So far, no problem, not really a dificult task to accomplish. But this is just the begining.

Imagine now that I add 3 more points (vertex) into the space:

float VerticesT2[] = {
0.25f, 0.25f, 0.75f,//V3
-0.25f, 0.25f, 0.75f,//V4
0.00f, 0.00f, 0.75f //V5
};

and want to display 4 triangles with the following indices:

uint IdxT2[] = { 3, 4, 5,
0, 5, 4,
1, 3, 5,
4, 3, 2};

where indices 0, 1 and 2 would correspond to the vertices of the first triangle (V0, V1, V2) and the indices 3, 4 and 5 corresponds to the 3 new points (vertices) (V3, V4, V5) in VerticesT2[]. The easiest way to draw these new 4 triangles listed in IdxT2[] would be to send all 6 vetices like this:

float verticesT1andT2[] = {
-0.5f,0.0f,0.5f, //V0
0.5f,0.0f,0.5f, //V1
0.0f,0.5f,0.5f, //V2
0.25f, 0.25f, 0.75f,//V3
-0.25f, 0.25f, 0.75f,//V4
0.00f, 0.00f, 0.75f //V5
};

into a new VBO:

//buffering vetices
int vboVertices2;
glGenBuffers(1, &vboVertices2);
glBindBuffer(GL_ARRAY_BUFFER, vboVertices2);
glBufferData(GL_ARRAY_BUFFER, sizeof(float) * 3 * 6, VerticesT1, GL_STATIC_DRAW);
glVertexPointer(3, GL_FLOAT, 0, (char *) NULL);

given that the new index list will also be buffered:

//buffering indices
int vboIndices2;
glGenBuffers(1, vboIndices2);
glBindBuffer(GL_ELEMENT_ARRAY_BUFFER, vboIndices2);
glBufferData(GL_ELEMENT_ARRAY_BUFFER, sizeof(uint) * 3 * 4, IdxT2, GL_STATIC_DRAW);

Well, it surelly does the trick, but the big problem is that it would mean a big waste of time/CPU occupation/RAM->VRAM bandwidth trafic/and all other consequences, since half of the vertices (3 out of the 6) are alredy in the VRAM due to previous data buffering.
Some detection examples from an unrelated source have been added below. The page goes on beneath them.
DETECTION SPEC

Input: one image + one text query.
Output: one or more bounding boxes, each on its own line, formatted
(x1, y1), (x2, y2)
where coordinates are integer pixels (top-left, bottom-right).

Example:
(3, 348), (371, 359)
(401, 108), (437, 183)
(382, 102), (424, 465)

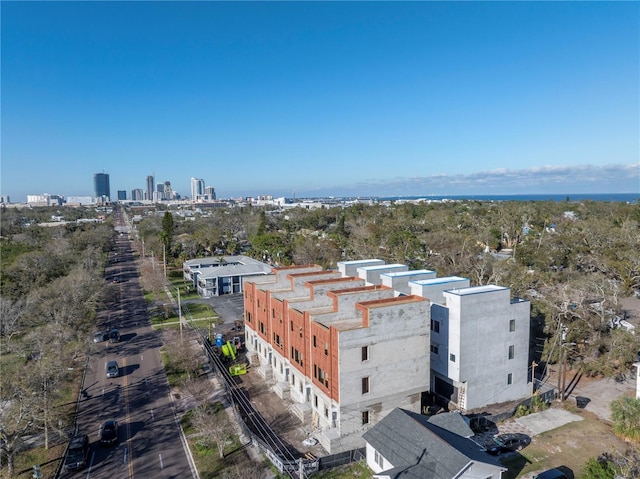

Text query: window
(362, 376), (369, 394)
(431, 319), (440, 333)
(362, 411), (369, 426)
(362, 346), (369, 361)
(291, 346), (304, 366)
(313, 364), (329, 387)
(373, 451), (384, 467)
Then, the goal here is to draw these 4 triangles by sending only the 3 new points in VerticesT2[] and the new indices IdxT2[] list. I tried to think about some solutions. One would be this one: create a big buffer like:

//buffering vetices
int vboVerticesBigBuffer;
glGenBuffers(1, &vboVerticesBigBuffer);
glBindBuffer(GL_ARRAY_BUFFER, vboVerticesBigBuffer);
glBufferData(GL_ARRAY_BUFFER, sizeof(float) * (3 * 3 + 3 * 3), NULL, GL_STATIC_DRAW);
glBufferSubData(GL_ARRAY_BUFFER, 0, sizeof(float) * 3 * 3, VerticesT1);

to drawn the first triangle like:

//…
glDrawElements(GL_TRIANGLES, 1 * 3, GL_UNSIGNED_INT, (char *) NULL);
//…

then draw the 4 triangles by passing only VerticesT2[] with:

//…
glBufferSubData(GL_ARRAY_BUFFER, sizeof(float) * 3 * 3, sizeof(float) * 3 * 3, VerticesT1);
//…

and draw like (i suppose we also send the IdxT2[] index table):

//…
glDrawElements(GL_TRIANGLES, 4 * 3, GL_UNSIGNED_INT, (char *) NULL);
//…

The problem of this approach is that I take the double of memory when creating the bigbuffer to draw the first triangle only. Another problem is that once I draw the 4 new trianges and want to draw the first one back, i can’t erase only the memory of the buffer correspond to the 3 new vertices that I won’t use anymore (delete the bigbuffer and create a new one for VerticesT1 is not an option).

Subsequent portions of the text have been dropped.